1. His masterclass will be the coolest music lesson ever.
‘It was a natural outgrowth of the most memorable parts of my concerts: when I make connections in the history of Western music. Like, when people wanted to get wasted and go dancing 100 years ago, it would be to a 3/4-time waltz beat – not a 4/4 electronic beat.’
2. Sadly, the book won’t teach you how to play piano with your feet.
‘I discovered how to play piano with my feet at a gig in Moscow. I was being mobbed by drunk Muscovites at 2am and had to take refuge on top of the piano. I finished my set playing “King of Pain” by The Police, which works perfectly on the black keys. Maybe that’s for the second book: advanced techniques.’
3. There’s more to life than Facebook.
‘People sometimes fetishise this idea that music is an elite club, that something special has to happen for you to have the keys to the music club. Everyone has the keys, and participating is so much more satisfying than just being a fan. In our social media world, we’re inclined to be passive and reacting. What we should be doing is acting.’
4. He doesn’t use the word ‘genius’ lightly.
‘The composers of the nineteenth century were the first rockstars. That’s a cliché, but they were the initial geniuses – in the sense which we now think of genius: an artist who is ahead of the curve and leading us into a new musical era. This fundamentally German idea began with the cult of Beethoven, then Liszt – the first virtuoso and the first guy to make women faint in the audience. There is a direct line between Franz Liszt and Kanye.’

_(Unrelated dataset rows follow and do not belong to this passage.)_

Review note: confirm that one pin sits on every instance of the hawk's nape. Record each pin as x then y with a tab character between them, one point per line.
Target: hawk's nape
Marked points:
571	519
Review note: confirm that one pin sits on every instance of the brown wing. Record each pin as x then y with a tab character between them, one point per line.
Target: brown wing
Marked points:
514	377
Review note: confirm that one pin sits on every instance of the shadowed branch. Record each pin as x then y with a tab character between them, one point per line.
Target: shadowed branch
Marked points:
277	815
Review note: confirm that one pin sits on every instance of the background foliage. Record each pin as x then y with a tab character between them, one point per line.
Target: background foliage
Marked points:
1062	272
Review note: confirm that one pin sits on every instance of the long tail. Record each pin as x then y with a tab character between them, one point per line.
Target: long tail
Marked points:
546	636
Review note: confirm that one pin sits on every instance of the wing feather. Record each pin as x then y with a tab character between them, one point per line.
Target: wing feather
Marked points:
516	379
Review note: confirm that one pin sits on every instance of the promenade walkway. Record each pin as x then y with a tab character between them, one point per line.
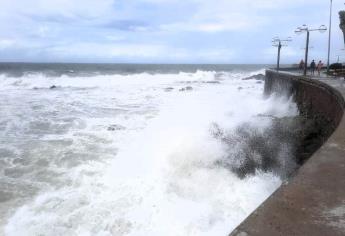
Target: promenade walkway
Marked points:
313	202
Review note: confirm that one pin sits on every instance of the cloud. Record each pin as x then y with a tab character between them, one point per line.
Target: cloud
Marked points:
158	30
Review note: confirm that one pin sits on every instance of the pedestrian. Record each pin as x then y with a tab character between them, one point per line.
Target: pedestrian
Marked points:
301	65
319	67
312	67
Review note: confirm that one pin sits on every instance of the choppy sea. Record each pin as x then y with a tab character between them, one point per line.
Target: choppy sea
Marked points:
104	149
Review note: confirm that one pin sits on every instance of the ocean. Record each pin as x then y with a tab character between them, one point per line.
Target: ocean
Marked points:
125	149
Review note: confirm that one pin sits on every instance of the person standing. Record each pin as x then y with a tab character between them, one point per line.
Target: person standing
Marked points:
319	67
312	67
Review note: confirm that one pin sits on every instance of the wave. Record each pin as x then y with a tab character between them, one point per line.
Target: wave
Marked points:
128	158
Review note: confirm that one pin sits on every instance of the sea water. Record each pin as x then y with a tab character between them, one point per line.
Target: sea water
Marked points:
129	149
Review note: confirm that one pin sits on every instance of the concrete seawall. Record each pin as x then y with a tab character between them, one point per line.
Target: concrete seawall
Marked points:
313	201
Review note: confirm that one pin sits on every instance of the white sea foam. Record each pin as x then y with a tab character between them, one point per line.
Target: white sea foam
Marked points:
153	173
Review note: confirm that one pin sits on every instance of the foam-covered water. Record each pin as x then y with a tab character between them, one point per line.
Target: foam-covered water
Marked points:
128	154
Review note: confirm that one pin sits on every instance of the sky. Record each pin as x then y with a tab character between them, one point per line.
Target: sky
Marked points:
165	31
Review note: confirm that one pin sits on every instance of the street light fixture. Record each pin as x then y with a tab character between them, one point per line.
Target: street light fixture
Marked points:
277	42
305	29
329	35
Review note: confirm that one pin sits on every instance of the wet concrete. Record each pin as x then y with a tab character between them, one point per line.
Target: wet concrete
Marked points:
313	201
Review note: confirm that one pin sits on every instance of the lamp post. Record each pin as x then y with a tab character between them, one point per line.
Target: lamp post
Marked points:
306	29
329	35
277	42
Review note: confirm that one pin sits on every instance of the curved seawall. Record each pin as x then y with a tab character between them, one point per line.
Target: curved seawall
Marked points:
313	201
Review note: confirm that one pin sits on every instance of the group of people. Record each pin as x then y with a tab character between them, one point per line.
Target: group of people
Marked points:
313	66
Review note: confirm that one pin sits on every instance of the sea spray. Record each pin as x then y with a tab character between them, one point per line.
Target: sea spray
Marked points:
161	173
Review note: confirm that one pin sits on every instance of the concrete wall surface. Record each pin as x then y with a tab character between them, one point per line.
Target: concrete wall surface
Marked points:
312	202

5. Steve Jobs was like an archduke to him.
‘It used to be that benefactors would give composers money to live. In a way that’s what Steve Jobs did for me. An iPad advert I did [in 2010] paid handsomely and enabled me to finance my album “Ivory Tower”. It continues to finance my orchestral ambition and put me on a whole other level of the game. I owe that to the largesse and generosity of Steve Jobs. It’s no different to an archduke giving you the money to compose him a string quartet. Kissing your patron’s ass is a well-established tradition!’
6. He can show the Chopin in anything.
‘I did a video recently explaining “Fancy” by Iggy Azelea. I talk about how that bassline uses a simple and slight rhythmic variation which is similar to Chopin’s “Funeral Waltz” or “When Doves Cry” by Prince. Three different songs based on three simple notes. In 200 years people will still use this device. Its universal, it’s what the ear wants.’